At a really simplified level, an analyst is responsible for taking a pile of data and come back with a handful of insights to report. Data in, insights out. If you’re not familiar with the process, it may be easy to assume they knew from the beginning those few key numbers that they wanted to report, and simply ran some calculations to get them.
But it’s not always that easy. Honestly, it never is. When you’re dealing with real world data sets, you don’t know what’s interesting until you’re knee deep in the data. To get there, you have to just start exploring.
My first step is almost always a simple scatterplot across a few dimensions. This will give you a better understanding of the overall shape of your data, and help you uncover any holes or extreme outliers. With outliers easy to pick out, it’s often helpful to take what was just a number and go back to the source to tease out the story. Some analytics tools, for instance, will let you to take a session id and see the entire clickstream to see what really happened with that outlier that somehow purchased eight times but never saw a receipt page.

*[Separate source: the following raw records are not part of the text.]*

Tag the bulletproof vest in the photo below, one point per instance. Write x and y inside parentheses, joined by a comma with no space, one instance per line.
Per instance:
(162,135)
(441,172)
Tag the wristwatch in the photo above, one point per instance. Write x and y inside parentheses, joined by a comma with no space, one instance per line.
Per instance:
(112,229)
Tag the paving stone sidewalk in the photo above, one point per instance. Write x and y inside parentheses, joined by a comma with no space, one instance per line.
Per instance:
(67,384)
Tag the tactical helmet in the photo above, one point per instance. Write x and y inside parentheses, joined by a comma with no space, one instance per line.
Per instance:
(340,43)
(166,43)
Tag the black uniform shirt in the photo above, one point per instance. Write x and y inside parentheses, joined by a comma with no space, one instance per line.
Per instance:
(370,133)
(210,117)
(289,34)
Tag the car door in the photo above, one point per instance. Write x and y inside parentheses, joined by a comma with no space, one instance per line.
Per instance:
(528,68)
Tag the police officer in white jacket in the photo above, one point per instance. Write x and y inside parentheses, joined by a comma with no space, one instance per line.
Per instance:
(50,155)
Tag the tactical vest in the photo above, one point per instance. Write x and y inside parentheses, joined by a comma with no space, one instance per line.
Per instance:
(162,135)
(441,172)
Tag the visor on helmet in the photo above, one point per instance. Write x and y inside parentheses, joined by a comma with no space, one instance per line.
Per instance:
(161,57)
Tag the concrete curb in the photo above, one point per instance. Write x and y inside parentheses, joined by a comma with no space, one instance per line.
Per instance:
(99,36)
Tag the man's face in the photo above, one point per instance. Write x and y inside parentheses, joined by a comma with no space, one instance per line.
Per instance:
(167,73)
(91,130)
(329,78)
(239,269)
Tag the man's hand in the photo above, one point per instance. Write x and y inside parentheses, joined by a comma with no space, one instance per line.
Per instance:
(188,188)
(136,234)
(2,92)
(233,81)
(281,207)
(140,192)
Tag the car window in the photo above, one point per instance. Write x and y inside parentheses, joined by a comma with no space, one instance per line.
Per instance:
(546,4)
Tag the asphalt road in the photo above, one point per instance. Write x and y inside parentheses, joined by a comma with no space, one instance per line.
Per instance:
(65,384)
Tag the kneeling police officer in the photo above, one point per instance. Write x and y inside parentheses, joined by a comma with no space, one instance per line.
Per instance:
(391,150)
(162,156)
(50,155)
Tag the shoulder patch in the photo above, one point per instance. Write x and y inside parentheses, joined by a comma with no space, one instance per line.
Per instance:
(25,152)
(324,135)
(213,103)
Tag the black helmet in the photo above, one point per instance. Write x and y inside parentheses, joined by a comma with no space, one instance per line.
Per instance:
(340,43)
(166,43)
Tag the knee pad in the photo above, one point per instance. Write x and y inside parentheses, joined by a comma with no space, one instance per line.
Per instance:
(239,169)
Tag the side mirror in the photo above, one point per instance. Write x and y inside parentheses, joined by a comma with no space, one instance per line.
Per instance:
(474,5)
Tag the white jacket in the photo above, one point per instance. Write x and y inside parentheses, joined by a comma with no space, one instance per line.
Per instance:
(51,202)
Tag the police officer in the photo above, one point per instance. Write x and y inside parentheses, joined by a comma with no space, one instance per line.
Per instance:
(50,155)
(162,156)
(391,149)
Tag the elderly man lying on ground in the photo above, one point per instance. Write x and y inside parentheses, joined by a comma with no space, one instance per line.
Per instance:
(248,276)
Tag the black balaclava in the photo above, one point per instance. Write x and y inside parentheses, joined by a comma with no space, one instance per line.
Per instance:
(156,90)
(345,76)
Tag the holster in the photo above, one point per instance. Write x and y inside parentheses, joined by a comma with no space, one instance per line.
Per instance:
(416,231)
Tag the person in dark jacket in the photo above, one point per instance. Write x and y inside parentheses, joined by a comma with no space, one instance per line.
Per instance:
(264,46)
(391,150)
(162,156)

Correlegrams are another great tool for exploration. A correlegram will simply plot the correlations across all dimensions of your data set, so at a glance you’ll be able to see what factors seem to be related and to what degree. Couldn’t be easier with the corrgram package in R:
> library("corrgram") > dataset <- read.delim("TAB_DELIMITED_FILE_HERE") > corrgram(dataset)
I’m not exaggerating – it’s a three line copy/paste to get a correlegram that will look something like this:
The darker shades indicate a strong correlation, and blue indicates a positive correlation whereas red indicates a negative one. I scrubbed the variable names that would be in the white squares, but it’s easy to see how useful this three liner in R can quickly get you on an exploratory path.
The Workhorse – Pivot Tables
Pivot tables are another great tool if you’re not willing or able to fire up R. You can slice and dice and find patterns with a simple GUI. Similar to corregrams, you can use conditional formatting to see how the variables interplay at a glance.
A Quick Note on Process
I find it easiest to take notes on paper while I go through this process. It helps because I quickly jot down my thoughts and let my mind wander from point to point. It’s easy to get lost in a trail – you’ll find an interesting pattern, make a guess about the meaning and then start slicing other ways to check your assumptions, on and on down the line until you’re 6 steps removed from the original pattern. Those trails are often the most productive, so by keeping my notes light I can retrace my steps without taking myself out of the moment.
It may seem like wasted work, as you’ll often end up re-running reports that you had already seen during exploration. But despite the roots in hard sciences, analysis is often a creative endeavor. Your mind needs space to think creatively without feeling weighed down by documenting every step of your exploration process.